D’abord, mettre en place les organes que nous avons proposés : une agence de réparation et un centre pour la mémoire, l’unité et la paix. Un endroit comme le bagne de Taoudéni, symbole de la négation des droits de l’homme, doit devenir un musée, où les Maliens verront ce qu’il ne faut pas faire en termes de traitement des êtres humains. Nous avons accompli notre part du travail, mais ce mouvement doit se poursuivre. Les organes qui succéderont à la CVJR devront aller plus loin. Nous traversons une longue crise. La réponse doit être à la hauteur.

Quelles sont les causes profondes de cette crise ?

Elles remontent à 1963, précisément à la première rébellion. Beaucoup de Maliens considèrent que celle-ci a été bien gérée parce qu’elle a été matée. Or les rebellions suivantes sont les enfants de la première. La solution exclusivement militaire n’était donc pas adéquate.

Certaines causes de cette crise sont liées à la façon dont le Mali gère et intègre ses diversités.

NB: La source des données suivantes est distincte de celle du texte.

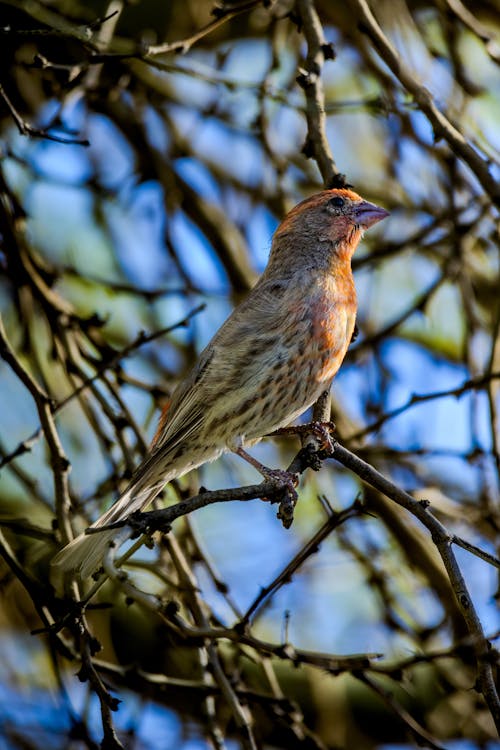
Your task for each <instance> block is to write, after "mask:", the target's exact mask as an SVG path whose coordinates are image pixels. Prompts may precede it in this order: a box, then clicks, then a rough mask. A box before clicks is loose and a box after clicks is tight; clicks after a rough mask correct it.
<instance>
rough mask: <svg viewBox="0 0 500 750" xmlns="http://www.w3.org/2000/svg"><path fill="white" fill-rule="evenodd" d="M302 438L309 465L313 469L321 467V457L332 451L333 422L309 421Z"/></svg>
mask: <svg viewBox="0 0 500 750" xmlns="http://www.w3.org/2000/svg"><path fill="white" fill-rule="evenodd" d="M306 426H307V432H306V434H305V435H304V438H303V439H302V446H303V450H304V451H305V452H306V454H307V461H308V463H309V466H310V467H311V469H313V470H314V471H318V470H319V469H320V468H321V459H322V458H326V457H327V456H332V455H333V452H334V446H333V440H332V434H333V433H334V432H335V424H334V423H333V422H311V423H310V424H308V425H306Z"/></svg>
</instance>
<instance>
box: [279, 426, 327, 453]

Comment, dans l’unité, faire place à la diversité, notamment culturelle et linguistique ? Quand on parle de l’histoire, tout ne se ramène pas à Soundiata Keïta. D’autres héros doivent être invoqués. Nos empires ont englobé toutes les populations maliennes. Il faut donc les intégrer, y compris les Touaregs et les Arabes. Il faut qu’ils voient leur place. Les Maliens ne prennent pas tellement conscience de certaines frustrations.

Enfin, il y a aussi la gouvernance du pays. Le comportement des forces de sécurité, des administrations suscite ces crises.

Considérez-vous que votre mission est accomplie ?

Nous avons quand même accompli une grande part de notre mandat. Ce n’était pas évident, les gens étaient sceptiques. Ils ne croyaient pas à la diffusion des audiences publiques. Dans certains pays elles n’ont jamais été retransmises. Sur le plan international, la CVJR du Mali est considérée comme un modèle à part entière. Notre commission est la seule (avec celle qui a été créée en Colombie) à s’être déployée en temps de crise. Je peux dire « mission accomplie » d’une certaine façon, malgré les contraintes, et en toute modestie.